A few blocks away, the so-far-unknown Freedom and Democracy Party snatched the lavish house of Saddam's half-brother, Watban Ibrahim al-Hassan, as attested by writing on its wall, saying it was now its "headquarters."

Hussein al-Huwaidi, 67, a former officer in Saddam's now defunct army, said his family came all the way from Kirkuk, in northern Iraq, after their house was demolished in US bombings.

"On the third day of the war, I left with the children except for Wissan who is a soldier," said Hussein's wife Kitba, 60.

Hussein and Wissam met up with the family in Baghdad when the regime fell on April 9, walking most of the 300 kilometers (180 miles) separating Kirkuk from the Iraqi capital.

Hussein admitted he did not fight and soon surrendered to the coalition forces.

He now prays for better times in Iraq. "The first step towards freedom is when we are no longer afraid, I have freed myself from fear," he said.
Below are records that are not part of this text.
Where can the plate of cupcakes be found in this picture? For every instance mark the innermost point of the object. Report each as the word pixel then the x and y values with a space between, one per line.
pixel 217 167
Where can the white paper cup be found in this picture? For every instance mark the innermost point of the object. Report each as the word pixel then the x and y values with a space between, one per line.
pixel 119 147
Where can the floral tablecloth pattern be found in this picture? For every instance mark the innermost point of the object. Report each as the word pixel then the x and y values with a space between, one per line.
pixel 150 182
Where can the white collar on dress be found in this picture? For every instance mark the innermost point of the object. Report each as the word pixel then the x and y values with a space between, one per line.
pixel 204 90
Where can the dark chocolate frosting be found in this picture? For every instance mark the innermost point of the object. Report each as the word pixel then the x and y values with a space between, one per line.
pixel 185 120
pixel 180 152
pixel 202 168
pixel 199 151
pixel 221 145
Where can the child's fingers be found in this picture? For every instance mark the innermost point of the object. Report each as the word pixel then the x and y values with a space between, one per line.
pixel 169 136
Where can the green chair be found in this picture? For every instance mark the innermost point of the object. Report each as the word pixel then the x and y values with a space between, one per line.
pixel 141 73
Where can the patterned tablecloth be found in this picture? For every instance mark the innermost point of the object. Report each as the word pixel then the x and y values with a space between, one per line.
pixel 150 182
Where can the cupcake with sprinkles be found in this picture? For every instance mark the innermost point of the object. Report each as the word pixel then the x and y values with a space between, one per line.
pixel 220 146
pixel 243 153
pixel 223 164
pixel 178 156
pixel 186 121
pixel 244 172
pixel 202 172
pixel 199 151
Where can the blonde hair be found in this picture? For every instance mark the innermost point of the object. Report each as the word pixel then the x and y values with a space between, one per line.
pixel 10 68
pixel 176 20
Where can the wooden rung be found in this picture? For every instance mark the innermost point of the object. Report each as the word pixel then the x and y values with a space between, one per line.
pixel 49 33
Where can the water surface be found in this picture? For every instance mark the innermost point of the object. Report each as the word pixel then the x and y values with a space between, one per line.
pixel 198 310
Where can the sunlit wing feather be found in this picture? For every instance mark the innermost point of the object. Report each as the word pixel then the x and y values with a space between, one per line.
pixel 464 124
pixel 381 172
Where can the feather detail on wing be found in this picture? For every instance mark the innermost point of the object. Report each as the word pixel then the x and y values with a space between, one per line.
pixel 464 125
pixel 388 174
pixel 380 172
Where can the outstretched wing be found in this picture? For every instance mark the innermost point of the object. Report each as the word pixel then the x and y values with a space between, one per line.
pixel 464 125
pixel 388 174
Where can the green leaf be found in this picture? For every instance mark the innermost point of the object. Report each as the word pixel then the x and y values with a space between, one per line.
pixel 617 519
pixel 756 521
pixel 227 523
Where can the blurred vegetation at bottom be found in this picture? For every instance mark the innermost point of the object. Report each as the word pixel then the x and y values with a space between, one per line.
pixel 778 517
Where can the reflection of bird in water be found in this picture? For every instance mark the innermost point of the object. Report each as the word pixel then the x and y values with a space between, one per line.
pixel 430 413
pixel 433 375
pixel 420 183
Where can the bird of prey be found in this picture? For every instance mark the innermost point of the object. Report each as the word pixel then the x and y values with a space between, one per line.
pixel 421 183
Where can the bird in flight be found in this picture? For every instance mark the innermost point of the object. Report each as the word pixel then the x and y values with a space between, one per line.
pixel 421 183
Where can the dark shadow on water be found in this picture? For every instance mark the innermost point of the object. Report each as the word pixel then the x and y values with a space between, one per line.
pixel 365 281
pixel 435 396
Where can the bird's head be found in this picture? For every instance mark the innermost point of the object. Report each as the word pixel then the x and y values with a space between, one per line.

"The political parties here are mushrooming, promising freedom, progress and a better economic situation but (Saddam's) Baath Party also said that in the past and it was all talk," he said.

"But not everything was bad under Saddam, he was brave and could hold the country together. Now religion is resurfacing and being mixed with politics, it's not good," Hussein added.

But Kitba's main concern was to stay put in Uday's villa.

"We've lost our home, I hope whoever comes next doesn't throw us out," she said.

Squatting is becoming more common in the chaotic landscape of post-war Iraq, with locals moving into any available flat and even Saddam's jails.

Fatma Hawar and her six children found refuge in one house in the Talbieh section of Baghdad that was used as a jail under Saddam, complete with torture implements and a room for hangings.

"We were renting one room for seven in the Salam neighborhood, and when the war ended we decided to look for a more spacious flat," said Hawar, who knows she is just house-sitting for the owner who was exiled to Iran.

"What can we do? When they come back, we'll have to go. I leave it up to God."

Back in southern Baghdad, on Abu Nuwas street, several families are squatting in flats formerly inhabited by employees of Saddam's presidential office.

"Not so long ago, we could not even pass by here for fear of being arrested," said Ali, a young Shiite man.

"We were crammed up at home with 40 people living there, when Saddam's employees left, we waited for the looters to clear up the place and settled here," he said.

He and dozens of other families that also squat in the apartment block overlooking the Euphrates river have painted "inhabited" on the outside brick walls. "It's to signal to looters that the place is now lived in," explained Ali.

"We're just poor people, I hope the future government lets us stay here," sighed Im Yasser, his mother.